The ‘super death tax’ only applies when a person dies with money in superannuation. Those who have met a full condition of release and withdraw super prior to dying but after reaching age 60, will be able to take those withdrawals into their hands tax-free. At this point, if desired, it is possible to then gift money or assets to people, or leave this in your will.

Are there any other effective super death taxes?

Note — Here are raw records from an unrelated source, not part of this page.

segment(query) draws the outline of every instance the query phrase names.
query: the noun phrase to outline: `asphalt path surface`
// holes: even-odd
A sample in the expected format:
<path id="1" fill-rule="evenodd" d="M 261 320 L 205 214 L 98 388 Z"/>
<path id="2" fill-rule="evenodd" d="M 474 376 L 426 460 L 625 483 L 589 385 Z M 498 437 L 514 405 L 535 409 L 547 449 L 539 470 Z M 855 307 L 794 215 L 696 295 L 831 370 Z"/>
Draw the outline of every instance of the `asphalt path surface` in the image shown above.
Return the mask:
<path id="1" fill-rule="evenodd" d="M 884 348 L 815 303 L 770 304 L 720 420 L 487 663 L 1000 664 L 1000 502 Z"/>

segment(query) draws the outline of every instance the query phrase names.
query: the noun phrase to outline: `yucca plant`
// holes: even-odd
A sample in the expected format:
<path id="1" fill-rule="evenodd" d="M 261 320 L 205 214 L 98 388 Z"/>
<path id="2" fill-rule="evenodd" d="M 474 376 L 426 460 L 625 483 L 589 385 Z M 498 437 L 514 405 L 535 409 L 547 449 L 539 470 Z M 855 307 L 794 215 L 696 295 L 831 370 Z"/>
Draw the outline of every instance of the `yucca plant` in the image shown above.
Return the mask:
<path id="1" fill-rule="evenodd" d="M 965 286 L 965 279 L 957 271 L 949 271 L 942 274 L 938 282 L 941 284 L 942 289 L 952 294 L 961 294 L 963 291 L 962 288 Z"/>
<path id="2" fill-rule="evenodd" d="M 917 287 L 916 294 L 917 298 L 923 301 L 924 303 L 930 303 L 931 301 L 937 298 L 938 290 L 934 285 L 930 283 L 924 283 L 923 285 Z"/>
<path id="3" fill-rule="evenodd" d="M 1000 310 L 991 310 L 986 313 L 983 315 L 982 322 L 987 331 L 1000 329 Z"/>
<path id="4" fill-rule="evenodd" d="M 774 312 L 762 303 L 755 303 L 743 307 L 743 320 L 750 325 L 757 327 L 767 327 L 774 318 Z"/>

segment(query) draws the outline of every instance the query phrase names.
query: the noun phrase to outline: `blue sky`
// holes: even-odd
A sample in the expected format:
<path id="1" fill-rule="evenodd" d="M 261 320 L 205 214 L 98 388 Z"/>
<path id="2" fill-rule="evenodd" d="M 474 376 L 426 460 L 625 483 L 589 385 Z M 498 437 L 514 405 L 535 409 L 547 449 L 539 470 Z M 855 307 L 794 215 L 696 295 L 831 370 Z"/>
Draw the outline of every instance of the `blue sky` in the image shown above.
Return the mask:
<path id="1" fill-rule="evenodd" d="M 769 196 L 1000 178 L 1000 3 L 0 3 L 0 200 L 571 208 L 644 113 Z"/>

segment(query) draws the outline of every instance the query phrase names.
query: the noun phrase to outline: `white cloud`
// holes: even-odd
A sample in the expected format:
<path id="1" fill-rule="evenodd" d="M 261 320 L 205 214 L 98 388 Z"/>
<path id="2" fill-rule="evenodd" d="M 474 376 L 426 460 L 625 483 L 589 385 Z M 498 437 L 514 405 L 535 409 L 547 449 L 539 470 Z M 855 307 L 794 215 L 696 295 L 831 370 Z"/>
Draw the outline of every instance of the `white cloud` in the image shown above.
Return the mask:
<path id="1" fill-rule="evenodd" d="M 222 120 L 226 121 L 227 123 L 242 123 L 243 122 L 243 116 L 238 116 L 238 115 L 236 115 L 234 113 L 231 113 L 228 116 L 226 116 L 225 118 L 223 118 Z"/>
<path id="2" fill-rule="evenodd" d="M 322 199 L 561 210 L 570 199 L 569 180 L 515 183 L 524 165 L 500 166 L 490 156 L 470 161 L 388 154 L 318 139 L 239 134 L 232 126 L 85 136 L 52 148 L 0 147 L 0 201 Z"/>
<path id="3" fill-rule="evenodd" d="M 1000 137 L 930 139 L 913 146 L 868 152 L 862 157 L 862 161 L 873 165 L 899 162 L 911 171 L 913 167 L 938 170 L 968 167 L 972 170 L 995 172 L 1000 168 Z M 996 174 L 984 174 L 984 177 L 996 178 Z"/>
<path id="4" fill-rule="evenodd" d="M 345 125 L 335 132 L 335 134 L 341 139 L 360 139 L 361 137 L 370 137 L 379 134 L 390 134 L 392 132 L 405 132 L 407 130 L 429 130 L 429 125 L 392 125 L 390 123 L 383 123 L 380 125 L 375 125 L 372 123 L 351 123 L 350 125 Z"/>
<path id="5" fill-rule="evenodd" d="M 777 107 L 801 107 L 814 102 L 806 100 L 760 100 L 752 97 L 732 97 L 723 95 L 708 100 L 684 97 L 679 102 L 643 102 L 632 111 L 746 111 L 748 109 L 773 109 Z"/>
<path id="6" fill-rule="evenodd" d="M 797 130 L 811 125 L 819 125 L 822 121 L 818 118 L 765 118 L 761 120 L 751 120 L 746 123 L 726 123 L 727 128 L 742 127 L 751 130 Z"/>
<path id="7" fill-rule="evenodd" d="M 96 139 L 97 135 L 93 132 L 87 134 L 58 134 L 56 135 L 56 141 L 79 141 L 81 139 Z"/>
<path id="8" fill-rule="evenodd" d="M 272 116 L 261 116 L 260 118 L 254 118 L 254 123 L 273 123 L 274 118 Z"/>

In addition to the above, there are other imposts on the death of a super fund member. Until mid-2017, those with a surviving spouse were used to the idea that their benefits could be paid to the surviving spouse by way of pension, which typically allowed non-liquid assets such as real estate to remain in the super fund environment. However, since 1 July 2017, death benefit pensions count toward to the surviving spouse’s $1.6 million transfer balance cap, which is a cap on how much a person can transfer into retirement phase (i.e., full pension phase). This limit may now force benefits to come out as a lump sum to the surviving spouse because the law still requires super to be paid out as soon as practicable after a person’s death. When this occurs as a lump sum and an asset such as real estate needs to be transferred out, this triggers a CGT event for the super fund. For land such as New South Wales real estate, stamp duty may apply on this transfer. This may come as an unpleasant shock.

Accordingly, while there is no headline ‘death tax’ as such, the death of a super fund member can often give rise to tax and duty. Naturally, appropriate advance planning and ensuring a well-documented succession plan is in place can minimise any death tax.